An American‑Style Beer That’s Not for Americans

Barley wine in Brussels

Here in the undisputed capital of beer lies the undisputed capital of beer pubs, The Delirium Café. Like most pubs in Belgium, it calls itself a café, though coffee is in short supply.

At The Delirium Café, there are at any time between 2000 and 3000 beers on offer, which puts it in the Guinness Book of World Records as the pub with the most types of beer available—including one barley wine.

Brasserie Sainte-Helene Barley Wine, like all barley wines, is not a wine at all. It’s a very strong beer—12 percent ABV—that somehow got a fancier moniker. This is not a beer for knocking back during the baseball game or at the pub with your buddies. No, this is a beer for getting knocked on your ass.

Contrary to what’s going on in the rest of the beer world, Belgian brews are declining in potency, at least according to Belgian beer expert Luc De Raedemaeker. He says a combination of changing tastes and stricter drunk-driving laws are lowering the alcohol content in traditionally strong Belgian beers.

This makes them more like “session beers,” so-called because they are suitable for a session of drinking with your buddies. In England, where they typically drink low-alcohol beers, it’s common to go out all night and drink out of fat pint glasses. In Belgium, a drinker will typically only have a few beers out of small glasses.

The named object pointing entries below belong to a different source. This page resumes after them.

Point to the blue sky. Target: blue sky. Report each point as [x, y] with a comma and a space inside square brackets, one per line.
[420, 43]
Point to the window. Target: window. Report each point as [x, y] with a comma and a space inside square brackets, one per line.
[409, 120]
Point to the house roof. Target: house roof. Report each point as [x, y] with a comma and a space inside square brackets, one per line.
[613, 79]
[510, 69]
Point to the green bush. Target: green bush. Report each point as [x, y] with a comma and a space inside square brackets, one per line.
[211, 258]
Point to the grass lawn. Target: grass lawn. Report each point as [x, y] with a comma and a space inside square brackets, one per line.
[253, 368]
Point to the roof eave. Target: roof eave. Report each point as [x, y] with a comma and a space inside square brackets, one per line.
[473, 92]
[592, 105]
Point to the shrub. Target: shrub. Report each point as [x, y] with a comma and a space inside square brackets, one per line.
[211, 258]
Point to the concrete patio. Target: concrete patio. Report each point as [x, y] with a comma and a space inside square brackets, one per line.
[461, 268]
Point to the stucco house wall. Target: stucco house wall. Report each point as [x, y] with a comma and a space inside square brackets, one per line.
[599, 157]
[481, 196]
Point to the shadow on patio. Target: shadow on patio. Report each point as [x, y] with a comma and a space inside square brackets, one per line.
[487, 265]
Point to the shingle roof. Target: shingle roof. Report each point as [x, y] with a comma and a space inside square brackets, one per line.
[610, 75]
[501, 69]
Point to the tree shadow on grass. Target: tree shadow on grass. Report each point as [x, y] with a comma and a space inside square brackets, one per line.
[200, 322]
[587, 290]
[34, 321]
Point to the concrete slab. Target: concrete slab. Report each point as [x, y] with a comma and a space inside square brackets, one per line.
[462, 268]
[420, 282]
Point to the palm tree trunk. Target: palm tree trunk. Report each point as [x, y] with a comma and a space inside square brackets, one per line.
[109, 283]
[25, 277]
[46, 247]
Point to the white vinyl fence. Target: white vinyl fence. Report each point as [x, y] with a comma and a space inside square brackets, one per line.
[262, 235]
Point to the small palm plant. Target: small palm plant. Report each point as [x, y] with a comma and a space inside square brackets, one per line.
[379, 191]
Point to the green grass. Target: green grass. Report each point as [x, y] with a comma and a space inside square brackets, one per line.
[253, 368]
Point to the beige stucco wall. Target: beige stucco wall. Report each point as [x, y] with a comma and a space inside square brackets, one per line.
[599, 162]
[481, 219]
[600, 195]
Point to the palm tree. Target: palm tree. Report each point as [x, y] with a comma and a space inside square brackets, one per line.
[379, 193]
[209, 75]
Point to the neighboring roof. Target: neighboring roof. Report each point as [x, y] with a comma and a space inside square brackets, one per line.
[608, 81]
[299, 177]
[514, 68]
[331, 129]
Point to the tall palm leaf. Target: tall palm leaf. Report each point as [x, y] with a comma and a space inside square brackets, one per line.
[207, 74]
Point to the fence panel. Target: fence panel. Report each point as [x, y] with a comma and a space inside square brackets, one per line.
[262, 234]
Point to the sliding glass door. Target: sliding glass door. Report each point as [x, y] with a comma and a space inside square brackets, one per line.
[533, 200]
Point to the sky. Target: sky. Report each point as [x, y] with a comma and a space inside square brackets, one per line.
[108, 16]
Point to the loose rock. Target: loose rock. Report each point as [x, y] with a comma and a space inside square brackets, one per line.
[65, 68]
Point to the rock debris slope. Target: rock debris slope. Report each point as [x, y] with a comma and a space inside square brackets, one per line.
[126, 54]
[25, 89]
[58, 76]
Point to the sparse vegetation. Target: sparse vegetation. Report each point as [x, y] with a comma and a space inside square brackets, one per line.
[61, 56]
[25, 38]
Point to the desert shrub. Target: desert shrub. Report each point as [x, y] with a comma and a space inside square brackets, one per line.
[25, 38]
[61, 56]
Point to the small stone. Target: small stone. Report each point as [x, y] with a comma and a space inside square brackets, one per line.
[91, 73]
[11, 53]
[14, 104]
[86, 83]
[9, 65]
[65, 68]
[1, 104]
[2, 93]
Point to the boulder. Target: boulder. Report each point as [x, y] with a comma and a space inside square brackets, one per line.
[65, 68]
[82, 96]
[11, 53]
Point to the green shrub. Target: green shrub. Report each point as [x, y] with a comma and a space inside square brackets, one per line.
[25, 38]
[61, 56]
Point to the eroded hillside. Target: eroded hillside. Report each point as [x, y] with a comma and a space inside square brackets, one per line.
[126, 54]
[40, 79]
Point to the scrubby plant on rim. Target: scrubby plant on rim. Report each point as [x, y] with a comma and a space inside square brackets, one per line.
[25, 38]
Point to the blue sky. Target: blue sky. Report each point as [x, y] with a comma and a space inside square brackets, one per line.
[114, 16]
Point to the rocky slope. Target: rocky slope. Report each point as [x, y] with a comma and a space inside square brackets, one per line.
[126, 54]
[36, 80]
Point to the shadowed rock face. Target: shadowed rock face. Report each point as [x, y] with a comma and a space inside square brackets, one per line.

But the whole point of a barley wine is that it’s strong; this is the only known definition of barley wine. And that definition doesn’t even hold all the time. Beer blogger Martyn Cornell says there is little difference between a barley wine and an old ale. He says the term is “effectively meaningless,” and doesn’t really apply even to strong beer, since strong imperial stouts are never classified as barley wines.

At the Delirium Café, however, there is such a thing as barley wine. When I asked the bartender if barley wine really is real, he looked at me with the kind of incredulous look you give someone before a strong slap.

It was indeed real, but they only had one of them available, and he had to dig through thousands of bottles in the back before he could produce the 375 ml bottle of Ste-Helene’s. Real, but not terribly popular.

Ste-Helene describes their barley wine as an American-style beer, but it doesn’t taste like any kind of beer I’ve ever had in America. It’s strong, malty, dry, and after finishing half the bottle, it feels like you’ve been clubbed across the back of the head.

By the time I finished, it was like I’d been sitting in the pub for an hour and a half. Barley wine, whatever it is, is not for wimpy North Americans. Only seasoned European drinkers should be allowed near it.